First off, I want to thank Chris for the answer to my blind/camo. question.

By the way, what kind of camo are you wearing that is ultra comfy? Mine is okay, but it's not like a velvet sweatsuit! 

Now to the question. What are the preferred decoys, and can a guy get by with all silhouettes, if he has enough of them?

Has anyone used the Blackwater FUDS?

They will probably be used mostly in fields.

Thanks for the information.


----------



## nodakoutdoors.com (Feb 27, 2002)

If you're hunting the big geese, I don't think that sillouettes alone are the ticket. I personally don't like the shine, and the fact that they "disappear" when they fly over. They do work good on cloudy days for us when we blend them in with our full bodies.

If you're hunting lessors, than the more the better.


----------



## Doug Panchot (Mar 1, 2002)

I use a mixture of Fullbodys, shells, and silo's. Like Chris said, try not to use the silo's when it is sunny, most shine like the sun.

I have never heard of Blackwater FUDS. What are they?


----------



## KEN W (Feb 22, 2002)

I agree with the above.We put out Silos in the back and Bigfoots in the front.I assume you are talking Canadas.A few dozen are plenty.Again what are FUDS.


----------



## hnt-em-all (Jun 17, 2002)

The Blackwater FUD's are made by Blackwater decoys, and are a new decoy that they put out this year.
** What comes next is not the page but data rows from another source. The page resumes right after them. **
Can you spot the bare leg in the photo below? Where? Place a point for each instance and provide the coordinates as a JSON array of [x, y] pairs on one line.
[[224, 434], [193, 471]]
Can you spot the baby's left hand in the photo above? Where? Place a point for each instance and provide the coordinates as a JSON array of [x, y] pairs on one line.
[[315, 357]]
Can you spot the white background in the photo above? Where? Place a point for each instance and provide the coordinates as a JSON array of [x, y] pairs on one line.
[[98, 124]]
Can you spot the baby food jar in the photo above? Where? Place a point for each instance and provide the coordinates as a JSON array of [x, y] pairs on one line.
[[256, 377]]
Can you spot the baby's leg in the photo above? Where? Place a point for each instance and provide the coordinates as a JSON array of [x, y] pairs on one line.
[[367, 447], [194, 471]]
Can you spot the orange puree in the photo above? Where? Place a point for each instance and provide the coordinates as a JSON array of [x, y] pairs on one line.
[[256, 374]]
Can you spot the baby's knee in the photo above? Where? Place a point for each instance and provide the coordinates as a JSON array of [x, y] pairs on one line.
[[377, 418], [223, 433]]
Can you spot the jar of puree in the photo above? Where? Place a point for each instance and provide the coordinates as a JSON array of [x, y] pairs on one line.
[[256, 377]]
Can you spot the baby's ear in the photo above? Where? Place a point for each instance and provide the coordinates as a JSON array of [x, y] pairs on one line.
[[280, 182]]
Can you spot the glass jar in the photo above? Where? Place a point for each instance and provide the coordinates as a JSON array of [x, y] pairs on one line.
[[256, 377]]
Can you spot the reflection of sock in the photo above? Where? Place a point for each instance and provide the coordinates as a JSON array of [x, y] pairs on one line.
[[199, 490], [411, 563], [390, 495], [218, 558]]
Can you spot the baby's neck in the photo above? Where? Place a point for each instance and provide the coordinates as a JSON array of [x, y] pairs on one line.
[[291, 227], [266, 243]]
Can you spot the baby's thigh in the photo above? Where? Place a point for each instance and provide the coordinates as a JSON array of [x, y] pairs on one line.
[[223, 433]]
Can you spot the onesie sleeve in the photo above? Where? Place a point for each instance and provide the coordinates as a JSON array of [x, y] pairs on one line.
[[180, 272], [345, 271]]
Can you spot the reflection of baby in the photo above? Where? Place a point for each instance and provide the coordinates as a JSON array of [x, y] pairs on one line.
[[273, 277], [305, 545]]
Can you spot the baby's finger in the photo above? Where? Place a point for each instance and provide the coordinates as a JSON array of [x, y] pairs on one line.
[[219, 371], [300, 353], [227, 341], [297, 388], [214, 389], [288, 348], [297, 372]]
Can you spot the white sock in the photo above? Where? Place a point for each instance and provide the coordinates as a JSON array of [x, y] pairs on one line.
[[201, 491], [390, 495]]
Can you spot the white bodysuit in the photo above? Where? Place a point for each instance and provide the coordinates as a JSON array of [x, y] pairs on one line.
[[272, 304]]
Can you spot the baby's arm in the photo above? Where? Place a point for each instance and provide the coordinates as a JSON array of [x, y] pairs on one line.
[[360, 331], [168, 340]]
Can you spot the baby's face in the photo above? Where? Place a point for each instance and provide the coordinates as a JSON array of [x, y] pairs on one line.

I guess the best way to describe them it a silo. head with a triagular fold up body. They can be used on water and land.

Thanks for the suggestions.


----------



## Matt Jones (Mar 6, 2002)

FUD=fold up decoy. I've seen an ad for them, but would like to see them in person. The idea behind them is they're basically a silhouette that has sides that fold out making them 3-D. They probably still have glare like a regular silhouette. I can't remember what they were priced at but it wasn't cheap.


----------



## honkerhntr (Jun 20, 2002)

I use mostly all full body decoys and have many great days with them, but the only thing that I have a problem with bigfoot decoys is lack of motion. I bought some wind socks for this next season and looking fwd to trying them out. What have some of you other hunters tried to make things more life like? :sniper:


----------



## WOODS AND WATER (Jun 23, 2002)

Realism kills geese...bigfeet are super good looking dekes with proper placement and numbers you can have some great hunts.Silo are good as well the fact that they appear and disappear is why they work they add "motion"to the spread.Ever seen real geese in a field they glare to,they featers are real shiny.Real geese pros are the best silo in my opinion becouse of the fabric side(face this towards the sun)move them when needed...but i agree the do have better days to use them,cloudy days and snowy days.We are going into production with our Windancer dekes you asked fora killer motion decoy this is it...i post pics here soon!!ARe you interested yet????I work out a giveaway for you guys!!!Have a good weekend!!!


----------



## nodakoutdoors.com (Feb 27, 2002)

WoodsNWater....check your private messages...


----------



## WOODS AND WATER (Jun 23, 2002)

Chris got your PM ill get with you and see if we can work something out like with the debander....motion kils and we proved it last year 660 geese killed over the windancer dekes!!!


----------